Mientras el vehículo llegaba a la humilde residencia, el reducido espacio del comedor lo transformaron en una improvisada sala de velación con unas sillas de plástico amarillas bastante deterioradas que, al igual han servido para amenizar los bailes del sector.
En una bolsa de mencha de la tienda de la esquina del cachaco, Juan Manuel Cuadrado Ríos, el único hijo de Edelmira, un ebanista al que ya le ha caído también el peso de los años, traía varias botellas y las dejó ubicadas en la puerta esperando el cuerpo de su madre.
Dos bisnietos de la mujer fallecida piden poder ver televisión en medio del receso de vacaciones del colegio que, piensan, se debe aprovechar al máximo. El no es rotundo para los pequeños porque en la casa se debe respetar la memoria de la bisabuela, muy a pesar de que a la distancia, un picó en el barrio suena a todo timbal con los últimos éxitos de la champeta criolla y las placas que no dejan de anunciar que es la mejor máquina de sonido en todo El Zapatero.
A las 11:38 de la mañana llegó la camioneta en la que venía el cofre con Edelmira envuelta en la bolsa azul. De inmediato y entre varios familiares comenzaron el ritual para preservar el cuerpo. El plástico azul parece estar vacío y lo sacan entre dos. Al cajón comienzan a echarle el café con la cal y un intenso olor comienza a sentirse en la casa. Luego rosearon el fabuloso y la creolina disuelta en agua.
A la distancia, las vecinas van caminando por el frente de la casa, algunas en unos mochos que parece entraron a la fuerza en esos cuerpos y unas blusas con las que se les marcan sus encantos deteriorados con el paso del tiempo. Van camino a donde el cachaco a comprar lo del almuerzo. Una de ellas llega con disimulo a pedir dos bolsas de menudencias, según ella, es lo único que come la perrita de la casa. “Gracias a Dios descanso la señora Edelmira”, dice otra vecina desde la tienda mirando de reojo hacia la humilde residencia.

Rumbo al cementerio
Con las bolsas para la comida del almuerzo se daban cita en la incipiente sala de velación y, en menos de diez minutos, se llenó de amigas de Edelmira que lamentaban lo que había sucedido. No había espacio para el tradicional tinto de velorio que hace llevadera la conversación y los avisos se pegaron con la goma de zapato de don Juan Manuel.

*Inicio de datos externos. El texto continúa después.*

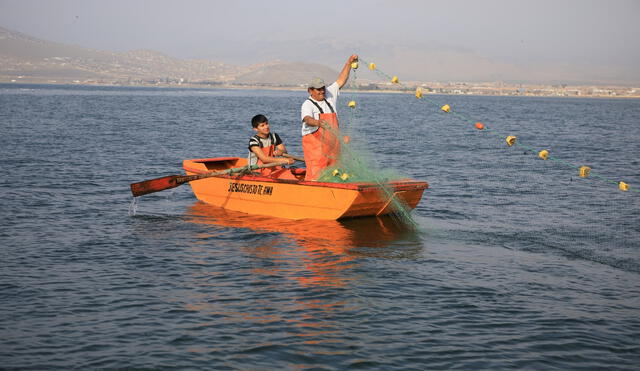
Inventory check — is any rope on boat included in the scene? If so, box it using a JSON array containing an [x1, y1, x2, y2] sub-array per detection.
[[349, 57, 640, 192]]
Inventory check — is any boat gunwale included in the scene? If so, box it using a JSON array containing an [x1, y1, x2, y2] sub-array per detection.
[[183, 157, 429, 192]]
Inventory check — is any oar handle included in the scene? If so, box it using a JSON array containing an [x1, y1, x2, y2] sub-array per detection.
[[282, 153, 304, 162]]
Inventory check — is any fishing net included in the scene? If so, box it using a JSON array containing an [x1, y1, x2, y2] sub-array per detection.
[[308, 69, 418, 229]]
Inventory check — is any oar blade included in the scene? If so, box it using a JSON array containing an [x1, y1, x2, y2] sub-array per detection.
[[131, 175, 182, 197]]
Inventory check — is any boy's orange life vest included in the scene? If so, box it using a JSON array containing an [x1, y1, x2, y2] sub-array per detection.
[[302, 99, 340, 180]]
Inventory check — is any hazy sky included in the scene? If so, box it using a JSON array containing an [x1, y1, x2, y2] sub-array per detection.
[[0, 0, 640, 84]]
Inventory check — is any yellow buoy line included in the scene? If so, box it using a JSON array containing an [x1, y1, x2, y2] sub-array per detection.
[[347, 58, 639, 192]]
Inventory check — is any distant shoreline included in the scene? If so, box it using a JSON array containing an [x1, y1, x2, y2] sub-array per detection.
[[0, 78, 640, 99]]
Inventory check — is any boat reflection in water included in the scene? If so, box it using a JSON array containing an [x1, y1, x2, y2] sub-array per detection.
[[187, 202, 423, 287]]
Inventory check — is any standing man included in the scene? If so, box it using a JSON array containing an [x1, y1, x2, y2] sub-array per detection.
[[300, 54, 358, 180]]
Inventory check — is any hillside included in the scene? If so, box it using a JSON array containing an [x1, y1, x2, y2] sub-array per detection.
[[0, 28, 337, 86]]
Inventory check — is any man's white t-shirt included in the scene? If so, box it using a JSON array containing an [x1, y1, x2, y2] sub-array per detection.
[[300, 82, 340, 136]]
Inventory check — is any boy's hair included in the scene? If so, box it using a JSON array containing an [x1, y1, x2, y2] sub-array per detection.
[[251, 115, 269, 128]]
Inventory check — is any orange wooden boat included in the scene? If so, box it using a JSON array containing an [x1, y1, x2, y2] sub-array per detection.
[[182, 157, 429, 220]]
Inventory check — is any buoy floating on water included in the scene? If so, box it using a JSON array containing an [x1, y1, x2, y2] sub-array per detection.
[[580, 166, 591, 178], [618, 182, 629, 192], [538, 149, 549, 160]]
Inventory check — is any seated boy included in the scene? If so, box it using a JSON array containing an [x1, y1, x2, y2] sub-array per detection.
[[249, 115, 295, 175]]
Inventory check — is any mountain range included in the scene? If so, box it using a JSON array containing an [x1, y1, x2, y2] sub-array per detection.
[[0, 27, 337, 86]]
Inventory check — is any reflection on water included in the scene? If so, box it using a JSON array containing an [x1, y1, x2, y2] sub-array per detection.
[[186, 202, 423, 287], [178, 202, 422, 358]]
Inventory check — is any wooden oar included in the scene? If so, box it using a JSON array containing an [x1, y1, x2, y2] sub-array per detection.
[[131, 162, 282, 197], [131, 153, 304, 197]]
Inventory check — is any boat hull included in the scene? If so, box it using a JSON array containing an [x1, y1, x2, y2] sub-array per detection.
[[183, 157, 428, 220]]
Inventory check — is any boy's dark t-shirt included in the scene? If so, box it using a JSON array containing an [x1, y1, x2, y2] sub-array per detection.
[[249, 132, 282, 165]]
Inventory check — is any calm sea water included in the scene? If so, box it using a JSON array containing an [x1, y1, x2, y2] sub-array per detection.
[[0, 85, 640, 370]]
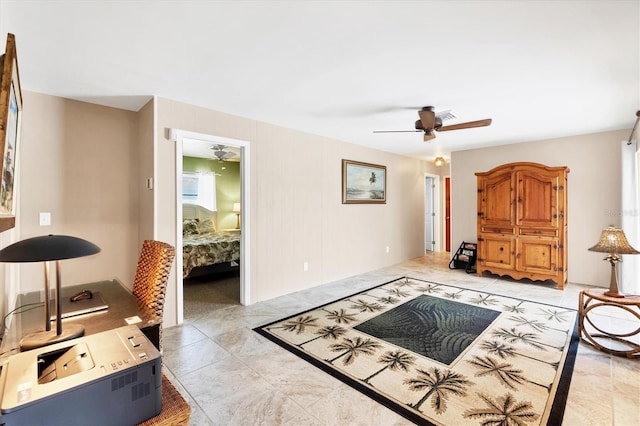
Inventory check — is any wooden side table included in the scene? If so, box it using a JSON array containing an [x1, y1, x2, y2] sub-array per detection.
[[578, 289, 640, 358]]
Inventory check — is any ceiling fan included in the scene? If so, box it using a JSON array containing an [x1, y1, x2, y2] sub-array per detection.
[[373, 106, 491, 142], [209, 145, 236, 161]]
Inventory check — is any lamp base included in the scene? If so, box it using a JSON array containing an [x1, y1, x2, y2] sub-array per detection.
[[20, 324, 84, 351]]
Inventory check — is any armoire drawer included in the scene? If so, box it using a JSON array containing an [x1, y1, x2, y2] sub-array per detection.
[[481, 226, 515, 235], [519, 228, 558, 237]]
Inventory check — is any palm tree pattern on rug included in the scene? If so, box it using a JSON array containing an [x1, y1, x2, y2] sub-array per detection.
[[255, 278, 577, 426]]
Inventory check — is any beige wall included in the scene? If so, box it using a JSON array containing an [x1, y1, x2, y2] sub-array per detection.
[[18, 91, 138, 292], [451, 130, 629, 287], [156, 99, 439, 324]]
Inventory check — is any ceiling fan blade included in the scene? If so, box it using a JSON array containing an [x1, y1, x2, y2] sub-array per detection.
[[424, 131, 436, 142], [436, 118, 491, 132], [373, 130, 422, 133], [418, 107, 436, 129]]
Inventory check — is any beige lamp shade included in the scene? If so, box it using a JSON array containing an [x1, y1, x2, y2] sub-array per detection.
[[589, 226, 640, 297], [589, 226, 640, 254]]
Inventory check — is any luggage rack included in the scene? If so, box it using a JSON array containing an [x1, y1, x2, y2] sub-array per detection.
[[449, 241, 478, 274]]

Cuando las manecillas del reloj marcaban las 3:30 de la tarde decidieron sacar el cajón para llevar los restos mortales de Edelmira a su última morada en el cementerio de Albornoz. Varios vecinos decidieron acompañar a los dolientes de una mujer que aún después de muerta fue golpeada por las necesidades.
Como si desde su nacimiento hubiera sido marcada para siempre con la indeleble huella del sufrimiento y que fueran pocos y escasos los momentos para conocer la felicidad. Fueron esos mismos instantes los que hicieron parte de las conversaciones que tuvieron los vecinos una vez marcaron el cemento de su bóveda con su nombre y la inolvidable fecha de su fallecimiento. En El Zapatero la vida sigue.